Polygenic basis of complex traits and diseases

Lay summary

Genetic variations among humans mostly exist in the form of SNPs and may underlie in part the quantitative variations in most complex traits in humans. Our hypothesis is that most common SNPs may be functional and that the minor alleles of SNPs may be deleterious to most complex traits and hence negatively selected. We have developed novel methods to examine the role of minor alleles in complex traits and diseases. Here in this project, we would like to examine the role of minor alleles of common SNPs in various human traits using data from the UK Biobank.
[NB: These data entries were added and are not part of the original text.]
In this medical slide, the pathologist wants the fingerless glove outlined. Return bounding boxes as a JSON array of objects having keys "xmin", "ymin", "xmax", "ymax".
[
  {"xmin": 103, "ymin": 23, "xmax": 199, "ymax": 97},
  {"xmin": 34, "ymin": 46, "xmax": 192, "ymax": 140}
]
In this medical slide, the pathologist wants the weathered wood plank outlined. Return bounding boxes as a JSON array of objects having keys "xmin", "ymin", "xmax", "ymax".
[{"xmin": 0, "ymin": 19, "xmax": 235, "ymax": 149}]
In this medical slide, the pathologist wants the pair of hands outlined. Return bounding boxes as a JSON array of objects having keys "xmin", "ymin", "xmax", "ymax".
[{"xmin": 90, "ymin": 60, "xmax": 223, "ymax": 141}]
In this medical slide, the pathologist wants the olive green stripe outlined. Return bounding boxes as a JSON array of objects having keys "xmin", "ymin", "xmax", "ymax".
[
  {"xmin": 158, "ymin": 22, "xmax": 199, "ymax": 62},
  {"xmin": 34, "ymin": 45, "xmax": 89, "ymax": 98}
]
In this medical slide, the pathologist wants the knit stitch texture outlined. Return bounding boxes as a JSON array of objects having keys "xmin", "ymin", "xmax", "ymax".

As a start, we will examine associations of all minor alleles of common SNPs in the database with several human complex diseases and traits, including Parkinson?s disease, educational attainment, and learning and memory. The objective is to identify specific set of minor alleles underlying variability in quantitative traits underlying common, chronic diseases and social network traits. Results of the proposed analyses will be reported in peer-reviewed journals. Our project meets the goal of the UK Biobank in understanding the genetic basis of complex human traits and diseases. Briefly, our research will involve several steps. First, we will download the SNP genotyping data for all relevant samples as well as the phenotype/traits data of these samples. Second, we will do a principle component analysis to identify homogeneous population and exclude from our study of outliers. Third, we will identify the minor alleles of all SNPs for a specific population group and calculate the minor allele content (MAC) of each individual in the population. Finally, we will determine whether any trait or disease may be associated with the MAC value. And we will further determine whether we can identify a subset of minor alleles for a specific trait with the goal of obtaining different subsets of minor alleles for different trait/disease. Our research is to study complex traits and diseases. Therefore, we are interested in all the dataset collected by the Biobank. We expect thus the full cohort to be most useful for our purpose.